Migrants walk to board a train to Germany at a railway station in Vienna on September 5.

Thousands of migrants, many from Syria, Afghanistan, and Iraq, continued to arrive in Germany on September 6, the majority of them traveling through Austria from Hungary, where they had been stranded for days.

German officials said that 11,000 asylum seekers had arrived on September 5 and 10,000 more were expected to arrive on September 6.

A convoy of around 140 vehicles filled with food and water left Vienna to distribute aid and collect migrants who were on their way to the Austrian border.

Hungary had been preventing migrants from traveling by train to Austria and Germany for days, saying it was obliged to register them.

Austria said it had agreed with Germany to allow the migrants to pass, waiving asylum rules that require them to register in the first EU country they reach.

However, Austrian Chancellor Werner Faymann said on September 6 that Austria is planning to phase out the emergency measures that have allowed thousands of migrants to freely enter Austria and then make their way to Germany.

Hungary, Austria, and Germany have said that the decision to allow migrants through is to avoid a humanitarian crisis and will not set a precedent.

"Now, step by step, we must move away from emergency measures to lawful and humane normality," Faymann said.

Meanwhile, Pope Francis has called on every European parish and religious community to host one refugee family each in a gesture of solidarity.

"I appeal to the parishes, the religious communities, the monasteries and sanctuaries of all Europe to...take in one family of refugees," he said after his customary Sunday address at the Vatican on September 6.

"Every parish, every religious community, every monastery, every sanctuary of Europe, take in one family," the pope said, to applause from the crowd at St.

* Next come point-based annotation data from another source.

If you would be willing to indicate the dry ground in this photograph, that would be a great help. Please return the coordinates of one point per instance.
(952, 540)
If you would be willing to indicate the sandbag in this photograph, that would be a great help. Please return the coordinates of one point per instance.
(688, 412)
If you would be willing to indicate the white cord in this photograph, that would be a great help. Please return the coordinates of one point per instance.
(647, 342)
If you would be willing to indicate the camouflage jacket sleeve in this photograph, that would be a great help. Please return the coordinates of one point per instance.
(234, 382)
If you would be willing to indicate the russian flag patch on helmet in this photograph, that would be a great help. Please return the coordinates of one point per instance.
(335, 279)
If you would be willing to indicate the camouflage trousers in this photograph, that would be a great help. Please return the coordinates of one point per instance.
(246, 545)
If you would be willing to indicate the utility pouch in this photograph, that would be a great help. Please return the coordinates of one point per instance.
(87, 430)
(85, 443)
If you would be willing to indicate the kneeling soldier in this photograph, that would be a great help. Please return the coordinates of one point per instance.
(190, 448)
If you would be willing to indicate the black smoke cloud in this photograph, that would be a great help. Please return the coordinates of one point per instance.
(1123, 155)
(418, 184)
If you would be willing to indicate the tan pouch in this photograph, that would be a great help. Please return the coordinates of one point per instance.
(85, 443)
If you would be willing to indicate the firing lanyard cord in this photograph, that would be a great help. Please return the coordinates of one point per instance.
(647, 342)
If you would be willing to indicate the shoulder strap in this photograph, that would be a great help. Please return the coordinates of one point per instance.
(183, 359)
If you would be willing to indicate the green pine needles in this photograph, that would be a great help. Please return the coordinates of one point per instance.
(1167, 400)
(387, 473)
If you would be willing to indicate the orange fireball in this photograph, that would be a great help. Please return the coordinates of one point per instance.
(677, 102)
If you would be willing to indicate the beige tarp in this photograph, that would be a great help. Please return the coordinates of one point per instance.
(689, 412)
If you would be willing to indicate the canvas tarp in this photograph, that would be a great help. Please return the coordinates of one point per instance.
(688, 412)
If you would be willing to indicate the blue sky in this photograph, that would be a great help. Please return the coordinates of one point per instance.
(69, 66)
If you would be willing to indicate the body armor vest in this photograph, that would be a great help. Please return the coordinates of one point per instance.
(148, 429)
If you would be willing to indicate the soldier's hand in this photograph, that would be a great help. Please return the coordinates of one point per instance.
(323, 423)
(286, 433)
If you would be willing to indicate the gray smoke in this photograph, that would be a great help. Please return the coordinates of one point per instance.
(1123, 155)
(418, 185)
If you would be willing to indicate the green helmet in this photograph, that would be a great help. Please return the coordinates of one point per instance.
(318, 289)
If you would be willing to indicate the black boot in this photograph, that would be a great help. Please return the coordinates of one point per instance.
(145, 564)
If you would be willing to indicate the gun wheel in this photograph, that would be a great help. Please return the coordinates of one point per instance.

Peter's Square.

The pope said two parishes in the Vatican will take in a family of refugees each in the coming days.

Australian Prime Minister Tony Abbott announced on September 6 that his country will take more refugees from Syria.

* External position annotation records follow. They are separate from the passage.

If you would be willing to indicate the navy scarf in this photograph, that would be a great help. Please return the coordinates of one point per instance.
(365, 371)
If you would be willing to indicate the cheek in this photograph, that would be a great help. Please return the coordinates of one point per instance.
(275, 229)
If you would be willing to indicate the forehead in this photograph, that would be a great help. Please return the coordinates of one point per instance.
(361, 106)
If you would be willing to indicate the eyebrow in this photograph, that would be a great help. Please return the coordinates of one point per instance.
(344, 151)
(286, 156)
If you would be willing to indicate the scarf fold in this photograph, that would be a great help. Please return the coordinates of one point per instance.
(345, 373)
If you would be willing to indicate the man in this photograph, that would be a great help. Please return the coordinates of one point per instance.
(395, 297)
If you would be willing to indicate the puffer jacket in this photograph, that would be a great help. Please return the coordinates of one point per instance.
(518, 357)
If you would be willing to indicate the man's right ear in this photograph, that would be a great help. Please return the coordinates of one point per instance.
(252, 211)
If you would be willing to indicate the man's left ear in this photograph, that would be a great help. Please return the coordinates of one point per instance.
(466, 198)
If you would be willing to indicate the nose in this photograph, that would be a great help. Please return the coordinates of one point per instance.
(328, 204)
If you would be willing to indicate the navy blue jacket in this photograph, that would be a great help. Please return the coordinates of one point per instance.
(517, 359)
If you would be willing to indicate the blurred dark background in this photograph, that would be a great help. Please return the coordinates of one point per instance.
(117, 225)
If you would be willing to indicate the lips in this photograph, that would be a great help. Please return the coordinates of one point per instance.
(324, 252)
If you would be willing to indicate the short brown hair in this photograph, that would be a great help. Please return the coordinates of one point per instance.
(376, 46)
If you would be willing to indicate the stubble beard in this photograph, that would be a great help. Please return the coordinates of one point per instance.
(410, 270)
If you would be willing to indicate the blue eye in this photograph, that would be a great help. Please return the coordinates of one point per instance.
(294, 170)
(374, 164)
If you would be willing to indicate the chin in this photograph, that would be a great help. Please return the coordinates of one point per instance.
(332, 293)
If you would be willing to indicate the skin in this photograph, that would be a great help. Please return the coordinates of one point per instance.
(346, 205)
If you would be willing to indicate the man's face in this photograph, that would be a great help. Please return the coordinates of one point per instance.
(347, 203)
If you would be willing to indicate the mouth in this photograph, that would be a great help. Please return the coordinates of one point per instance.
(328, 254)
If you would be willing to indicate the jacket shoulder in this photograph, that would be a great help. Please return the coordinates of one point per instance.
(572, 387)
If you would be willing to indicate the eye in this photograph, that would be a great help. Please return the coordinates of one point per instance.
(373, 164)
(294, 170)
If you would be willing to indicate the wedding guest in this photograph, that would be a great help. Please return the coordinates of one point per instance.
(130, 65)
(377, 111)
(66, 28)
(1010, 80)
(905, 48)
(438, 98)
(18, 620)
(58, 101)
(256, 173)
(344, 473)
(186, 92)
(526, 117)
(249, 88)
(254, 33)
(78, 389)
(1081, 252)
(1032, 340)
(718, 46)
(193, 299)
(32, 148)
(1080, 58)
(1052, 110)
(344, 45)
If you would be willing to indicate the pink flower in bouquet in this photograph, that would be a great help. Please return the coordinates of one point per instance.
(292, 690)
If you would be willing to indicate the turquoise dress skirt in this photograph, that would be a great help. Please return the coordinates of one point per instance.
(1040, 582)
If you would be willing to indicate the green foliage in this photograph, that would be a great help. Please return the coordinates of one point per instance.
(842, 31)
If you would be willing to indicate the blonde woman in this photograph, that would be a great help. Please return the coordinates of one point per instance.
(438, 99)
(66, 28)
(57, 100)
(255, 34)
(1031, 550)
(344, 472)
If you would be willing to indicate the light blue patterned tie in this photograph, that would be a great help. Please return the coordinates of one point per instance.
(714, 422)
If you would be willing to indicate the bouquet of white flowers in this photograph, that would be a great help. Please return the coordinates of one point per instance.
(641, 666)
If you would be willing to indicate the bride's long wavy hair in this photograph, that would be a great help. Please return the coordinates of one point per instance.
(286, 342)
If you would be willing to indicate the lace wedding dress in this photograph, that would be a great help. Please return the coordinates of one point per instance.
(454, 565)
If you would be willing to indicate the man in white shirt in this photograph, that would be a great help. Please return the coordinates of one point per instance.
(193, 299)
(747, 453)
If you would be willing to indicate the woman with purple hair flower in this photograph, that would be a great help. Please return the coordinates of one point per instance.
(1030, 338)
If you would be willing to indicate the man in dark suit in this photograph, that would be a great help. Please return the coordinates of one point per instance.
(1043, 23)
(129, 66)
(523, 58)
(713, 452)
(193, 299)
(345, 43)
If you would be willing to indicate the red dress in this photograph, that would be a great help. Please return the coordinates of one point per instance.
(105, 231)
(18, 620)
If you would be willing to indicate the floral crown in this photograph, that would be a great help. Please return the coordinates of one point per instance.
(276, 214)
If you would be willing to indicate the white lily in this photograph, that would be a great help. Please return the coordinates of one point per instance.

But Abbott said on September 6 that the increase in Syrian refugees will not boost the overall intake of refugees that Australia already takes from around the world.

His decision came after pressure from within his own party.

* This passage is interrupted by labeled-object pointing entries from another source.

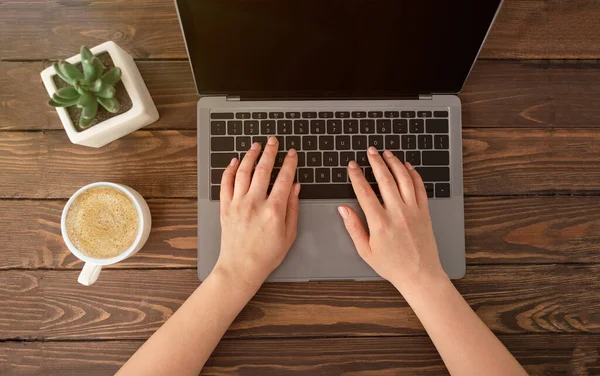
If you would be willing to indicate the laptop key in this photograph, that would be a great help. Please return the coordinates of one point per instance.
(221, 159)
(301, 127)
(242, 143)
(251, 127)
(416, 126)
(306, 175)
(367, 126)
(293, 142)
(339, 175)
(430, 174)
(425, 141)
(392, 142)
(342, 142)
(284, 126)
(362, 159)
(267, 127)
(313, 159)
(350, 126)
(221, 115)
(330, 158)
(222, 143)
(234, 127)
(346, 157)
(326, 143)
(217, 128)
(377, 141)
(317, 126)
(436, 158)
(334, 126)
(400, 126)
(322, 175)
(429, 189)
(216, 176)
(359, 142)
(384, 126)
(441, 141)
(437, 125)
(442, 190)
(409, 142)
(309, 143)
(413, 157)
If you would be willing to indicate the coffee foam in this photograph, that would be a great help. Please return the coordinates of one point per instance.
(102, 222)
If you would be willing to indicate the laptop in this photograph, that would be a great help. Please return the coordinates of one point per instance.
(331, 78)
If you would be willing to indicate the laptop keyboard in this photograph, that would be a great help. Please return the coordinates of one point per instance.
(327, 140)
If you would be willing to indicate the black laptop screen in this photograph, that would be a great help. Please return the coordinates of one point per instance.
(333, 48)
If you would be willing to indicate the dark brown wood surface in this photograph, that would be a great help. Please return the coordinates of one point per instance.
(531, 137)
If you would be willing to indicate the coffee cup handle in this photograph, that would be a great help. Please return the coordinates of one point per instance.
(89, 274)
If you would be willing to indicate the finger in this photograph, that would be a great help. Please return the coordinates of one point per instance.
(227, 182)
(244, 174)
(262, 172)
(385, 180)
(364, 193)
(285, 178)
(356, 230)
(291, 216)
(419, 186)
(405, 183)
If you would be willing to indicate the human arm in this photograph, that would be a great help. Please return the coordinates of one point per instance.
(400, 246)
(257, 231)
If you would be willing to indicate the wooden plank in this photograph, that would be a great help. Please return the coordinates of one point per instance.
(162, 164)
(498, 230)
(149, 29)
(498, 93)
(132, 304)
(539, 354)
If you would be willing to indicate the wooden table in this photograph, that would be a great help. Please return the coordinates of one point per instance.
(531, 180)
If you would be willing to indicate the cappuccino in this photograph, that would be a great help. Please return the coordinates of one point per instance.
(102, 222)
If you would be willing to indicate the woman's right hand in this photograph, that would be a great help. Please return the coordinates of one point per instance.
(400, 245)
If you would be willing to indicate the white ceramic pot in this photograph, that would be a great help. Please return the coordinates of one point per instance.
(142, 112)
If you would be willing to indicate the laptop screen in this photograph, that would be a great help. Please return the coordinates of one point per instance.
(333, 48)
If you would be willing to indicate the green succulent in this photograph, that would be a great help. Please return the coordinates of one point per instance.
(88, 88)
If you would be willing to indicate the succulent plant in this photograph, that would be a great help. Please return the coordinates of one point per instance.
(88, 88)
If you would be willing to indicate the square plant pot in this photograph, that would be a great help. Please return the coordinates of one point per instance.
(138, 112)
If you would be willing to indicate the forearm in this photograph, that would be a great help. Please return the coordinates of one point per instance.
(184, 343)
(465, 343)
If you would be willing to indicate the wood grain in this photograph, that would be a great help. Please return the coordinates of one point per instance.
(539, 354)
(498, 230)
(161, 164)
(149, 29)
(132, 304)
(497, 94)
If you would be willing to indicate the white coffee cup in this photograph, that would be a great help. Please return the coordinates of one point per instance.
(93, 266)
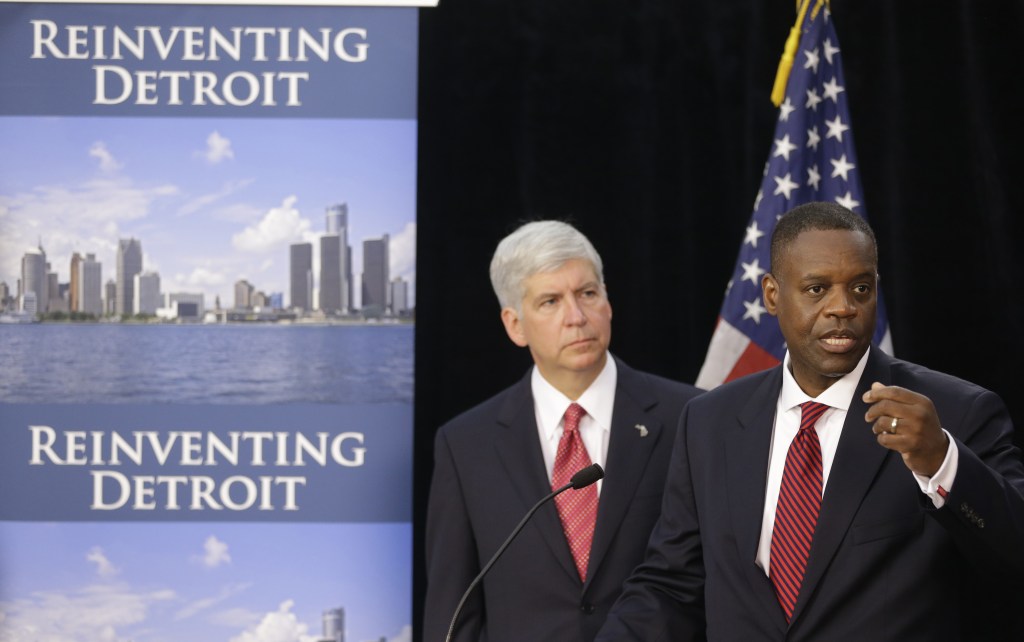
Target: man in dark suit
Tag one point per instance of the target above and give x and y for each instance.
(494, 462)
(920, 506)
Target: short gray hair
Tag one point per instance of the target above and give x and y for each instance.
(537, 247)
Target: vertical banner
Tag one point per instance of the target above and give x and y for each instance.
(207, 283)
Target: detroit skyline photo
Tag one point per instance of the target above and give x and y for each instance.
(212, 201)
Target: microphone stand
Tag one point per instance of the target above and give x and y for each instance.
(581, 479)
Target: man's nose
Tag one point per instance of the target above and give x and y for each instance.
(841, 303)
(574, 314)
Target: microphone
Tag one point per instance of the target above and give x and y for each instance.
(583, 478)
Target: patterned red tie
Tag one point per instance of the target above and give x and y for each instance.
(797, 513)
(578, 508)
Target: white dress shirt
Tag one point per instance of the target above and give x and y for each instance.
(829, 427)
(595, 427)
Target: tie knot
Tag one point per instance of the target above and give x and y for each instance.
(810, 413)
(572, 416)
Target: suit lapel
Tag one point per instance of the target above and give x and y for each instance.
(748, 444)
(628, 457)
(858, 459)
(518, 448)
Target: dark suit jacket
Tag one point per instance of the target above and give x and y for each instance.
(489, 470)
(885, 564)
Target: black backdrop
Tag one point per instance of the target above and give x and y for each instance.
(646, 123)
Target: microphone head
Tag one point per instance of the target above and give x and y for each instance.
(587, 476)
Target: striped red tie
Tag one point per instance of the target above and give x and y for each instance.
(797, 513)
(578, 508)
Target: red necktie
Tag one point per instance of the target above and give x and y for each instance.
(578, 508)
(797, 513)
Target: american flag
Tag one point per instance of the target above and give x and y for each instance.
(812, 159)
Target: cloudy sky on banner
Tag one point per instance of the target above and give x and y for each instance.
(213, 201)
(211, 582)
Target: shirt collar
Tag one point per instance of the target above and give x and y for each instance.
(598, 399)
(839, 395)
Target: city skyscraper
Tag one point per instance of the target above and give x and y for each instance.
(129, 264)
(337, 218)
(34, 279)
(76, 261)
(334, 625)
(301, 275)
(336, 262)
(55, 302)
(111, 297)
(399, 296)
(375, 275)
(146, 289)
(89, 293)
(244, 295)
(333, 293)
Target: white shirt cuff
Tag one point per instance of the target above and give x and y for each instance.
(941, 482)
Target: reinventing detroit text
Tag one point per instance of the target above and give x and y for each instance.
(113, 489)
(279, 46)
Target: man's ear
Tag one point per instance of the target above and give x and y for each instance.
(513, 328)
(769, 288)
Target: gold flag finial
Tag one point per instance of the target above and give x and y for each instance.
(788, 53)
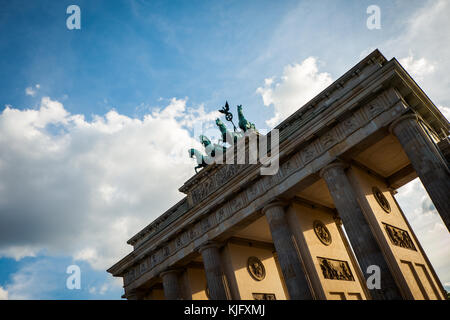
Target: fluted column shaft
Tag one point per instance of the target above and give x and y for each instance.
(215, 276)
(288, 258)
(363, 241)
(426, 161)
(171, 285)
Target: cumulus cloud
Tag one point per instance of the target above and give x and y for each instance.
(82, 188)
(423, 49)
(298, 84)
(418, 68)
(3, 294)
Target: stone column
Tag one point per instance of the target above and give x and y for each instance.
(426, 161)
(288, 257)
(362, 239)
(171, 285)
(215, 276)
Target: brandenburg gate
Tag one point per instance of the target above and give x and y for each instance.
(326, 225)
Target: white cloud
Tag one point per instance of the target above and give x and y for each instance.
(298, 84)
(3, 294)
(30, 91)
(83, 188)
(417, 68)
(445, 111)
(424, 35)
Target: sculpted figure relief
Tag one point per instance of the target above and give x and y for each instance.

The prime minister did not give a specific figure but said the focus will be on taking more people from persecuted minorities who are in refugee camps in the Middle East.

Australia took 13,750 refugees from around the world from July 2014 to June 2015. Of those, 4,400 of were from Syria and Iraq.

The total annual intake of refugees is due to increase to 18,750 by 2018.

Iranian President Hassan Rohani has said that the world and especially European countries have a “humanitarian and historic duty” to do more to help the migrants that arrive at their borders.

"We are glad some European countries have taken positive measures to save the displaced immigrants and we hope that other EU countries would join this trend," Rohani said in remarks published on his website on September 6.

During a meeting with Hungary’s new ambassador, Janos Kuac, in Tehran, Rohani also said that Iran is home to more migrants from neighboring countries than any other country in the region.

Hungarian Prime Minister Viktor Orban has said that Hungary does not want Muslim migrants and warned Europe would lose its Christian identity.

Turkish Prime Minister Ahmet Davutoglu criticized what he called the “ridiculously small” share of refugees that the EU is accepting.

Turkey has taken more than 2 million refugees from war-torn Syria and Iraq, Davutoglu wrote for the September 7 edition of Germany's Frankfurter Allgemeine Zeitung daily.

He also said that there is a “convenient reflex” to place the refugee problems on Turkey and build a “Christian fortress Europe.”

The majority of the 4 million or so people who fled the conflict and hardship in Syria now live in crowded refugee camps in Turkey, Jordan, and Lebanon.

Davutoglu also said that Turkey was prepared to cooperate with its European partners on immigration.